Her hair was still the same length. Long and full of delicate waves and curls. She’d tied it up in a loose braid today and it lay plump on her left shoulder. Skylar didn’t need makeup. Her cheeks were a bright pink, to match her bulbous kissable pink lips. Her blue eyes were wide in surprise and she was staring at me like she’d seen a ghost.
I’d stopp
ed in my tracks and said nothing, and neither had she.
My gaze travelled from her face, down to her full breasts underneath the flimsy uniform shirt she was wearing. Her long pale smooth legs under that short skirt…she’d developed curves. In all the right places. Even though she was sitting down, and I hadn’t seen her in full; I knew she had the kind of body that made my mouth water.
Skylar Adams was still the most beautiful woman I’d ever set my eyes on.
“Jackson…” she whispered my name, low enough for me to nearly miss hearing her voice.

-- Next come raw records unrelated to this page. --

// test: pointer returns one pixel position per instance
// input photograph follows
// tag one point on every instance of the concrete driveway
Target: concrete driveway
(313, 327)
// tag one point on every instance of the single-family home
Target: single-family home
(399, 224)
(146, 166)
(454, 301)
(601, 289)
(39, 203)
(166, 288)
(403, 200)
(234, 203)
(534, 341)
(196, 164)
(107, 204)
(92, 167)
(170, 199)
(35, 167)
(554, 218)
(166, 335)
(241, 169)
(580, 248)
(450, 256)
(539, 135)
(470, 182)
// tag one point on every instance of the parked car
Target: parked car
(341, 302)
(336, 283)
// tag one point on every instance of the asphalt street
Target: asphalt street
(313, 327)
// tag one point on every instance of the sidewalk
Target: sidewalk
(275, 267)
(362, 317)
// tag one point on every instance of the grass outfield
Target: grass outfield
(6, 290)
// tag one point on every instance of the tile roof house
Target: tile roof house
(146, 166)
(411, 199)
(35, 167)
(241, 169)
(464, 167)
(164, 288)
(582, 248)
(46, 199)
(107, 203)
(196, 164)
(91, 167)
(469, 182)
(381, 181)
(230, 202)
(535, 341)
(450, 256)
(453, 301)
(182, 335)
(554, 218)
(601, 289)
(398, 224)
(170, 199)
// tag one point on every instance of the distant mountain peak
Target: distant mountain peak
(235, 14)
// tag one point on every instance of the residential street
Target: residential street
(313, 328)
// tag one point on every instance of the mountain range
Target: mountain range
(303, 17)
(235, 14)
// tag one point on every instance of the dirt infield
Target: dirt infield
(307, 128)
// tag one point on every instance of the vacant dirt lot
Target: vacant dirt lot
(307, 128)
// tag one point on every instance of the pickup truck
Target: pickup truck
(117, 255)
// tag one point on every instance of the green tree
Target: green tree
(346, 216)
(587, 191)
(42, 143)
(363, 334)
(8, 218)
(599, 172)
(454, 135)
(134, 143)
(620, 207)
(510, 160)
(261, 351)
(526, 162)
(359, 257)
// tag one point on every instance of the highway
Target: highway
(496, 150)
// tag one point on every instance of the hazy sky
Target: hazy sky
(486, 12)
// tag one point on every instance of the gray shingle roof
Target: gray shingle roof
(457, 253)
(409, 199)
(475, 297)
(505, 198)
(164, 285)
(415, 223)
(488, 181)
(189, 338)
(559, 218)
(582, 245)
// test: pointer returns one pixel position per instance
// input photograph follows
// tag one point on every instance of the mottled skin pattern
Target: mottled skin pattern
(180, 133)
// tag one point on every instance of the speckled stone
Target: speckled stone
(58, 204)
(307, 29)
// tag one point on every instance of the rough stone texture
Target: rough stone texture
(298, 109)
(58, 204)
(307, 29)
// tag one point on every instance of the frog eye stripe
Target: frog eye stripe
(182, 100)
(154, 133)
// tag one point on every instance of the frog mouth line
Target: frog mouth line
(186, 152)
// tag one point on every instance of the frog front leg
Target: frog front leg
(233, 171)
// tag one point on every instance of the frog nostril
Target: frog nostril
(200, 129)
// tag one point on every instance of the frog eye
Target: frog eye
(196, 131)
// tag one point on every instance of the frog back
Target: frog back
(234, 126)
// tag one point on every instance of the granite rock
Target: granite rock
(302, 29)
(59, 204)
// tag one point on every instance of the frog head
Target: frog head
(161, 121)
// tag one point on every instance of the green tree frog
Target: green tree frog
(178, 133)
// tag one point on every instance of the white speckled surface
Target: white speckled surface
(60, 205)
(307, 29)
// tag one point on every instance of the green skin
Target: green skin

“Skylar!” I exclaimed. She stood up from the bench with a jerk, her hands clasped together in nervousness. I wondered if she was going through the same thing I was—an utter helplessness.
I wanted to pull her into my arms and kiss her. I wanted to tell her exactly how much I’d missed her. That I thought of her every night.
“What are you doing here?” she asked, breaking the cold silence between us.
“I could ask you the same thing,” I replied.
“I work here,” she said. I could see that Skylar was struggling to meet my eyes. Her cheeks were ruddy and flushed. She was standing in a nervous stance…was she afraid of me? Was she upset to see me? I didn’t know what she wanted.
“You know what I mean, Skylar. What are you doing in Nashville?” I asked, stepping closer to her.
She kept her chin up, trying to look up at me with a strong gaze.
“Thank you for the warm welcome, Jackson. It’s great seeing you again too,” she said.
I watched her for a few moments, breathing heavily as I drank her in. Nothing about my feelings for Skylar had changed. She was still the only girl who could make me weak in the knees like this. I wanted to pin her to the wall and ravage her body—what I’d always wanted to do.
“It’s good seeing you again as well, Skylar. I hoped that I wouldn’t have to say it to prove it to you,” I said.